Scientists at the University of Minnesota School of Medicine have solved the mystery of why most people don’t develop an immune response after every meal. The results of the study, published in the journal Nature, showed that foreign proteins in food provoke the formation of regulatory immune cells that suppress serious inflammatory responses.
To explain the paradoxical tolerance of the immune system to food, experts conducted experiments with mice that grew up on a gluten-free diet, after which they were given different foods and analyzed subsequent immune responses. Some of the foods contained one or more types of gluten proteins known as gliadins. People with dietary celiac disease develop gluten intolerance precisely because of a defective immune response.
In most people, food does not lead to the development of a T-cell immune response, despite the fact that they consume about a hundred grams of foreign plant and animal proteins every day. However, the same reactions occur in the body that cause an immune response against the proteins of viruses and bacteria.

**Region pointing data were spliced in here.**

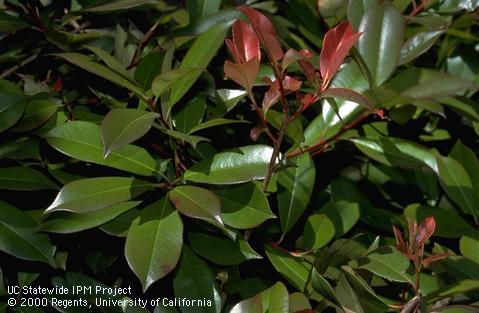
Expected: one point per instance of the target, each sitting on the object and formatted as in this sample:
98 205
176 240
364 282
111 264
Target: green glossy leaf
298 183
469 246
461 287
37 112
328 123
197 202
148 68
232 167
119 5
418 44
201 8
318 231
194 280
367 298
397 152
89 65
19 238
82 140
380 44
166 80
216 122
11 109
154 241
428 84
343 214
457 184
356 11
198 57
448 223
322 286
190 114
123 126
386 262
24 178
67 222
244 206
111 62
92 194
120 225
9 23
222 251
295 270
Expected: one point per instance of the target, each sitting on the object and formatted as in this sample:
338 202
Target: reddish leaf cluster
245 49
414 248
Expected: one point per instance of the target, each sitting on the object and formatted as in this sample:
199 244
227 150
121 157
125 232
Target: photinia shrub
239 156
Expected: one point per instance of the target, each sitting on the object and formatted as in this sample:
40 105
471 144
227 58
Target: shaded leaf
197 202
92 194
18 236
244 206
67 222
123 126
232 167
298 182
82 140
154 241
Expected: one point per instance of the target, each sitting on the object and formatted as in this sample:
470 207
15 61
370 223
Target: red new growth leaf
336 45
243 74
245 43
425 231
265 31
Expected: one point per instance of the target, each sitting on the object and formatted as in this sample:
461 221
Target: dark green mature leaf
18 236
154 241
295 270
9 23
469 246
148 68
82 140
386 262
448 223
198 56
222 251
216 122
67 222
418 44
328 124
123 126
368 299
380 44
244 206
274 299
24 178
318 231
201 8
190 114
298 182
119 5
457 184
232 167
194 280
89 65
37 112
322 286
166 80
197 202
12 106
343 214
92 194
398 152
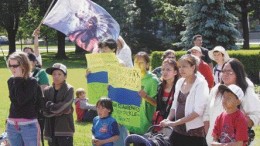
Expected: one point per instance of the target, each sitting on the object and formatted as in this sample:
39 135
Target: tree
170 16
10 12
211 20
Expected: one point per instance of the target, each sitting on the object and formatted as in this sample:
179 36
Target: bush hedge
250 59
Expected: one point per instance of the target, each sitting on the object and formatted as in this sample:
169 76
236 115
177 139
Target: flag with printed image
83 21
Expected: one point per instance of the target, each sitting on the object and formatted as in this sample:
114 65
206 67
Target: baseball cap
237 91
195 48
32 57
57 66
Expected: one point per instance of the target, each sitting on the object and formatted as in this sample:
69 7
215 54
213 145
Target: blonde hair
79 91
23 61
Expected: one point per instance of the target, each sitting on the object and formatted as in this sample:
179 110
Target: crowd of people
204 104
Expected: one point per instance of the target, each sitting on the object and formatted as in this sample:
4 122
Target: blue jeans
24 135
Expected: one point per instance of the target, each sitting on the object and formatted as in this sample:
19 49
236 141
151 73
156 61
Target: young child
105 128
85 111
230 126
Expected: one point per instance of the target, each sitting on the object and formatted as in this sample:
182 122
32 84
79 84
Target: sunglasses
13 66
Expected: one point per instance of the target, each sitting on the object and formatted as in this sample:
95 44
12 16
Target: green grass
76 70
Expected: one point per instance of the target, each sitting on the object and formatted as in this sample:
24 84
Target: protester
203 67
220 56
190 99
148 93
166 54
59 124
110 46
170 75
105 128
124 52
197 40
233 72
84 110
25 96
230 126
42 78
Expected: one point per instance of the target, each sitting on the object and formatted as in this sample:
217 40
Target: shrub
250 59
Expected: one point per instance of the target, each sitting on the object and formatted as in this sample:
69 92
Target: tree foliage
213 22
10 12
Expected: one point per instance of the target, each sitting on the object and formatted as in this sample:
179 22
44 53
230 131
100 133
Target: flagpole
4 56
46 13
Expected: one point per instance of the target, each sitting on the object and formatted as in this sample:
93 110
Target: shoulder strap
36 71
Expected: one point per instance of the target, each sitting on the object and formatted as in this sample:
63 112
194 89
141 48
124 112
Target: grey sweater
61 111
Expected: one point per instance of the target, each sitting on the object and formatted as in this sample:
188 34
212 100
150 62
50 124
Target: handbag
158 116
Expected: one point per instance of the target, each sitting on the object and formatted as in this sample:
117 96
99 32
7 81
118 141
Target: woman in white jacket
233 73
186 115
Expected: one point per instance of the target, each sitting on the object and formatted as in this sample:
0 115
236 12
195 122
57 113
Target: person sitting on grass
85 111
231 125
105 128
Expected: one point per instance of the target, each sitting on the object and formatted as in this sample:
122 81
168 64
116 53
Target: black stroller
151 138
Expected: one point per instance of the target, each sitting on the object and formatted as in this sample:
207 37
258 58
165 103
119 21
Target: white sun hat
221 50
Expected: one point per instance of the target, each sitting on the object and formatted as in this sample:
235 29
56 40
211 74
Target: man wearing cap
220 56
203 67
166 54
59 125
230 126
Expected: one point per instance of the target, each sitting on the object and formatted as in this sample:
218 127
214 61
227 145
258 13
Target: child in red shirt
230 126
85 111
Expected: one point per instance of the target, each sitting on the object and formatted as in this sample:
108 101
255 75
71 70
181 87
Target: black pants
183 140
61 141
41 121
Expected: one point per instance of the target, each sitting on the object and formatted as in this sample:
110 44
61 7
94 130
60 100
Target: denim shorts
23 135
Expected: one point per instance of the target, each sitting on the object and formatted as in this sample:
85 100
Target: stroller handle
154 126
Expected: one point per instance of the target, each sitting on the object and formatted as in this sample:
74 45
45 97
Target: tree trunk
244 22
61 46
11 38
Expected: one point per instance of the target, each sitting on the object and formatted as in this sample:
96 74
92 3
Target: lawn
76 70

Dietary proteins are presented by major histocompatibility complex class II (MHCII) CD4+ T cells, which usually recognize foreign molecules for a future attack on the pathogen. In the fight against infection, T cells provoke an inflammatory response, which is absent in the case of dietary proteins.
The researchers found that in rodents after gliadin, there was only a slight increase in the number of protein-specific T cells in the lymphoid organs of the gastrointestinal tract. Intensive proliferation of pro-inflammatory CD4+ cells was suppressed by another type of immune cells, regulatory Treg cells. Some gliadin-specific T cells then turned into follicular helper T cells, which elicited a weak antibody response. A full-fledged immune response did not develop because many of the T cells that were able to proliferate turned out to be non-canonical, that is, unable to cause inflammation, and, in the end, turned into Treg themselves.
Thus, exposure of naïve T cells to dietary antigens leads to the development of T cell subpopulations that are unable to induce inflammatory functions and yet produce T cells that suppress inflammation.